In this article, we will learn how to create a delta table format in Azure Databricks.
In modern data engineering, various file formats are used to host data like CSV, TSV, parquet, json, avro and many others. With the proliferation of data lakes in the industry, data formats like delta and hudi also have become very popular. Data platforms like Databricks have positioned delta format at the center of their data lake paradigm and is popularly known as Delta Lake. Azure Databricks supports creating tables in a variety of formats mentioned above including delta. While Databricks supports many platforms, to consume the tables created on this platform with external Azure services, many of them require the table format to be of delta format.
What is a delta lake table in Azure Databricks?
Delta lake is an open-source data format that provides ACID transactions, data reliability, query performance, data caching and indexing, and many other benefits. Delta lake can be thought of as an extension of existing data lakes and can be configured per the data requirements. Azure Databricks has a delta engine as one of the core components that facilitates delta lake format for data engineering and performance. Delta lake format is used to create modern data lake or lakehouse architectures. It is also used to build a combined streaming and batch architecture popularly known as lambda architecture.
One of the unique advantages of data formats like delta lake or apache hudi is time travel. As data keeps changing, one may want to preserve the history of data. Typically to preserve history, methods like Slowly Changing Dimension or creating pools of archive table are being used. With large volumes of data, manually managing data versioning can become a challenge over time. Also hosting historical data as well as active data in the same repository can have an impact on the query performance. At times, when there is a need to revert to an older version of data for different business or technical reasons, it would need a significant backup and restore operation. To add to the complexity, if one needs to view the older version of data or the chronological change in data over time, it is hard to facilitate the solution without a use-case specific setup with required additional times and resources. This feature is one of the many spectacular features in storage formats like delta lake where one can seamlessly execute time-travel queries that are facilitated by advanced data versioning provided by delta engine on delta lake format.

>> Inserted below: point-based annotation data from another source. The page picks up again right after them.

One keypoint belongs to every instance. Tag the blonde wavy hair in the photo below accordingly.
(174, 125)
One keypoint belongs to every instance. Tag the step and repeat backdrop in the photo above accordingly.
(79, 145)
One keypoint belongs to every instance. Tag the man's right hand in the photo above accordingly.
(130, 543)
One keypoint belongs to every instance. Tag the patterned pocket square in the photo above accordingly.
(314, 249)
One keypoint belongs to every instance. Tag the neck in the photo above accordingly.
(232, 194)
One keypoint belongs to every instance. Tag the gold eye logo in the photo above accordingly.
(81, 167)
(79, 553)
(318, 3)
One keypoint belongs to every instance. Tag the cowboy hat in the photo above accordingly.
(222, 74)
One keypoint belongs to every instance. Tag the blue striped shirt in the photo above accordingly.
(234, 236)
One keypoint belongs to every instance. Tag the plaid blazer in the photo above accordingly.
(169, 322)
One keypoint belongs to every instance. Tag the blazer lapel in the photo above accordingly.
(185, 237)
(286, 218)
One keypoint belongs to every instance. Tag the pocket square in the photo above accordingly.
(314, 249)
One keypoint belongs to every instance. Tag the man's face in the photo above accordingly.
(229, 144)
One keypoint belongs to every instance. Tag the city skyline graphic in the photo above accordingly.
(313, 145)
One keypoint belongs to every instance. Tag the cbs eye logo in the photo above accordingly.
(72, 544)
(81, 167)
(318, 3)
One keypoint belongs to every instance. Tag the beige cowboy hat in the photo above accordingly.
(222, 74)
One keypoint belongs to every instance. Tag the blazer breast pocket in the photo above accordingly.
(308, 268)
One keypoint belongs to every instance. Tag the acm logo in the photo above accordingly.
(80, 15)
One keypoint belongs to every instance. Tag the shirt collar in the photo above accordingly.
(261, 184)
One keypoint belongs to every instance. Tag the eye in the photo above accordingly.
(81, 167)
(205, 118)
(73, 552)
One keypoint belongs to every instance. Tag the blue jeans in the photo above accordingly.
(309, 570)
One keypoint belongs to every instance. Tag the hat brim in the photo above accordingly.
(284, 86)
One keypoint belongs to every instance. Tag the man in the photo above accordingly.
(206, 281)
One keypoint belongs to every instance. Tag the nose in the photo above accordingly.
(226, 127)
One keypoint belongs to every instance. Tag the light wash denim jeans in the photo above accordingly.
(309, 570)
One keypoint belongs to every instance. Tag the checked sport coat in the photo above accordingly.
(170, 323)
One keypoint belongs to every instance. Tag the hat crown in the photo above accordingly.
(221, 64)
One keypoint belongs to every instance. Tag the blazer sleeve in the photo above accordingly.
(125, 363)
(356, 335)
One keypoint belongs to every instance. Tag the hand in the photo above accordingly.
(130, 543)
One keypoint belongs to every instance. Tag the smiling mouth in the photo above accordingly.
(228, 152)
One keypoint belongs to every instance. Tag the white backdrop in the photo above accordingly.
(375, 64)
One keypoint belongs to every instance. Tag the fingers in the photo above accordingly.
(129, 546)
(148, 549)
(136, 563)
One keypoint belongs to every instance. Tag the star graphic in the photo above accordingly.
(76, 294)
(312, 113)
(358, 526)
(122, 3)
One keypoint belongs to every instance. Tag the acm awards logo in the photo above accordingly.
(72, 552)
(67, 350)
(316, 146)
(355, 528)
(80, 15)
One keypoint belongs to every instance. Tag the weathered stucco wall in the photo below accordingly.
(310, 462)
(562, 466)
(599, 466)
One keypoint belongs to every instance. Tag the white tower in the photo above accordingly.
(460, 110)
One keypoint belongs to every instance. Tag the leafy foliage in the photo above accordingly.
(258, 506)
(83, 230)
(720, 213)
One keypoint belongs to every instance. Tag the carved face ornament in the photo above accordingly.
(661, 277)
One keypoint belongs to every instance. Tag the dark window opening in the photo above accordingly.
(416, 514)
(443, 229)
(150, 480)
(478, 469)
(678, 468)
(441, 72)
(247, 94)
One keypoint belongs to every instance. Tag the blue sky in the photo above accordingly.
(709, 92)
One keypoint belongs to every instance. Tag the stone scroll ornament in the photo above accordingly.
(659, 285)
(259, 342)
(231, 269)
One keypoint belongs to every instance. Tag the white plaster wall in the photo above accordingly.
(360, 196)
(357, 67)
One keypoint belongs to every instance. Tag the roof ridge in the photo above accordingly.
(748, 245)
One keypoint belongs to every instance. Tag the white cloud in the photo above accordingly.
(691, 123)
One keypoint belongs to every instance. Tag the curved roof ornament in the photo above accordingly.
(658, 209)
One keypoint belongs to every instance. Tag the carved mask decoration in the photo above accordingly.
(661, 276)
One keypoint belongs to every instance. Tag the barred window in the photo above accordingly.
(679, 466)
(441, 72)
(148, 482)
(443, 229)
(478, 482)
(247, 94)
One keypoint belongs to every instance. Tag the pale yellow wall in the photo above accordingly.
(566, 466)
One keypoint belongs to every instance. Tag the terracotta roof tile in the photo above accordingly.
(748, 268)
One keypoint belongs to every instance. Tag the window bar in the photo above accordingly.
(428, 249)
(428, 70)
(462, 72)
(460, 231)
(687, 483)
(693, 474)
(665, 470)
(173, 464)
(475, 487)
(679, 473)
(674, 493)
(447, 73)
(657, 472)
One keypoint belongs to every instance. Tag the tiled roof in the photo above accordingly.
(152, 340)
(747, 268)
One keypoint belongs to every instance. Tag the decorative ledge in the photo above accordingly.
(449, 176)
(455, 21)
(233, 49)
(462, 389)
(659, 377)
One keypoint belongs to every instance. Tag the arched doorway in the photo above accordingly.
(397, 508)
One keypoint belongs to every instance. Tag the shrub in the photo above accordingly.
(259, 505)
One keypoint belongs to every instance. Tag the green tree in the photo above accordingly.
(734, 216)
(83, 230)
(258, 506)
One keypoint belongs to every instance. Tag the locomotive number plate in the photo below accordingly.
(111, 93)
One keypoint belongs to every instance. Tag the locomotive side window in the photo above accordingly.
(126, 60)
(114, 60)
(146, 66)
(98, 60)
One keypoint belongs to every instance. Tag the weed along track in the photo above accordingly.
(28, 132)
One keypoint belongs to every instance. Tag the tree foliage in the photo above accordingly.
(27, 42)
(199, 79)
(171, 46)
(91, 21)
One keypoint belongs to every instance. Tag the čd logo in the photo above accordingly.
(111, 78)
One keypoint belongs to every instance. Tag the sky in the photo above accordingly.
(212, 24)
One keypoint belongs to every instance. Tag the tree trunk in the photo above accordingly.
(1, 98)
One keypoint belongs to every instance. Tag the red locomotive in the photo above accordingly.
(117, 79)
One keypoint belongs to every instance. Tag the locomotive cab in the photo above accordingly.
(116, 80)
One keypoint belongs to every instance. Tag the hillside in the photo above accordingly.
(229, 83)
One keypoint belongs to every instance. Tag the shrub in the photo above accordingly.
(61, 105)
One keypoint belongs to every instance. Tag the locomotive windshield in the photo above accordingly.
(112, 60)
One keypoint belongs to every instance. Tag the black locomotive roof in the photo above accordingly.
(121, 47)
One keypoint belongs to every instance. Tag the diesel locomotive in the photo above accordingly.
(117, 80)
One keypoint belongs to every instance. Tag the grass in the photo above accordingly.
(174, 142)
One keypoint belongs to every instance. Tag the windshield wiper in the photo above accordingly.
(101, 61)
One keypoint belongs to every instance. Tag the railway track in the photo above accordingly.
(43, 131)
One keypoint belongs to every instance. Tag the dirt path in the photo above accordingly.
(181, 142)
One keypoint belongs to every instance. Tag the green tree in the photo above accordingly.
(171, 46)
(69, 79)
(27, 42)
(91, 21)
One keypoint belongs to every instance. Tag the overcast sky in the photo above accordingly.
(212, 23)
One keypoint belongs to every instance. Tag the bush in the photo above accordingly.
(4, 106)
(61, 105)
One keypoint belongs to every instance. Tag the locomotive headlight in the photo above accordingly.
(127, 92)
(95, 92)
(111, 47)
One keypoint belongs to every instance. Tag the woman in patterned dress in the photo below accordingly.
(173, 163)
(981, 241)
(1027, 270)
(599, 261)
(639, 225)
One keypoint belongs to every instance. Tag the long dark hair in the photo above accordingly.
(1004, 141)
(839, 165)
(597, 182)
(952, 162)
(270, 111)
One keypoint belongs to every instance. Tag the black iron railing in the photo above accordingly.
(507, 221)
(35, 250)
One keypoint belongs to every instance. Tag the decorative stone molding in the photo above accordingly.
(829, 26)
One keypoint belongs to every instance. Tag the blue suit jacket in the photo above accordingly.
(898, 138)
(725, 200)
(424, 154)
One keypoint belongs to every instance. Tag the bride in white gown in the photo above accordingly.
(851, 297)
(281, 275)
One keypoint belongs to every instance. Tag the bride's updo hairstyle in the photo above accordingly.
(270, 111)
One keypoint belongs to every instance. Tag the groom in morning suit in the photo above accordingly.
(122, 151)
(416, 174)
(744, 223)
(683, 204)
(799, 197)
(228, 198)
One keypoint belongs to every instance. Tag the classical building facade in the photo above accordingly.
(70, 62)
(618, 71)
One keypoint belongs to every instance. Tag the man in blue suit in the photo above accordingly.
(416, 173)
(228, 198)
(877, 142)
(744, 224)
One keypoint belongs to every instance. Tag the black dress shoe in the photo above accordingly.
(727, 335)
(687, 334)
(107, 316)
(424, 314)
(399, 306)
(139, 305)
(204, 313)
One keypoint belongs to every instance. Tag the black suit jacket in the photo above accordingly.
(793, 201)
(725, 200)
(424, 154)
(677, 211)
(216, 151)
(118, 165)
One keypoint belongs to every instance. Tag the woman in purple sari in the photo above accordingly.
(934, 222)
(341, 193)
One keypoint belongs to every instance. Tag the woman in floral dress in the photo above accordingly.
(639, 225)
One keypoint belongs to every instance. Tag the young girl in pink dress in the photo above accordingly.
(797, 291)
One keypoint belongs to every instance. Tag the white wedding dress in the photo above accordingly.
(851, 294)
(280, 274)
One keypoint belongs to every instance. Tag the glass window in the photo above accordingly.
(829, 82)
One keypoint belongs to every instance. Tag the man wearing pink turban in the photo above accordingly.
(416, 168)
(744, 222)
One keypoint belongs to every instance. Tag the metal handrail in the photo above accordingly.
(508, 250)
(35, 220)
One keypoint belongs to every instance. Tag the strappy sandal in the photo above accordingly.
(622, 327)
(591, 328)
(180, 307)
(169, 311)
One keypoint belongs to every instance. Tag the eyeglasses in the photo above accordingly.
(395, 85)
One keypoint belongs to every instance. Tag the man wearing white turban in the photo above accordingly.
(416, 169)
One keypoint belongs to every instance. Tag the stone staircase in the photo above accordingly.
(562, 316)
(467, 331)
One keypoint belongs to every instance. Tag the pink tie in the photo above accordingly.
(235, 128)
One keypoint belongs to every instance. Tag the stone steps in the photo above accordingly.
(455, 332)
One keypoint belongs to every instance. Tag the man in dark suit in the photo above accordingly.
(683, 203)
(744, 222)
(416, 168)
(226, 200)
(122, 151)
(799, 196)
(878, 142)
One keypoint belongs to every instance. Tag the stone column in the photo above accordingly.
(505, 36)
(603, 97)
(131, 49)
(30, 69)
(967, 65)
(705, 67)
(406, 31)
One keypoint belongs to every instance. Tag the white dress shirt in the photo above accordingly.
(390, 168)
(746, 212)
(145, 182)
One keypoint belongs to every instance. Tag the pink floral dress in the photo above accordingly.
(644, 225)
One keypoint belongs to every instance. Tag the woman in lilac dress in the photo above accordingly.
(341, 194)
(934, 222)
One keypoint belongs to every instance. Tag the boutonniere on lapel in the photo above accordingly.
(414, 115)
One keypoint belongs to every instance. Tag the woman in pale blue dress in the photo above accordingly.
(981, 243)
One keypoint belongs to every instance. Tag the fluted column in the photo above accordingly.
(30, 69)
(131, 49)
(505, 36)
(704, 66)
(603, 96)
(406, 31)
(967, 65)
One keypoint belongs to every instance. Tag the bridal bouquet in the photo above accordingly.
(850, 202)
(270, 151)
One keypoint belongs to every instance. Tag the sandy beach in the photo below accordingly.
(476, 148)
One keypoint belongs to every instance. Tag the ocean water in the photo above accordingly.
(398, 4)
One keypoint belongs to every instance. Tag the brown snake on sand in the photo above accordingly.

Creating Delta Lake tables
In this exercise, we would be using a sample CSV file as the source to create a delta format table in Azure Databricks. For this purpose, we first need an Azure account with the required privileges to create an Azure Databricks workspace. It is assumed that an Azure account is already in place.
Open the Azure portal, navigate to the Azure Databricks service dashboard, and click on the Create button to create a new instance. Provide the required details like subscription, resource group, pricing tier, workspace name and the region in which the instance will be created. Using the standard tier, we can proceed and create a new instance.
Once the Azure Databricks instance is created, launch the workspace which would open in a new window with the home page as shown below.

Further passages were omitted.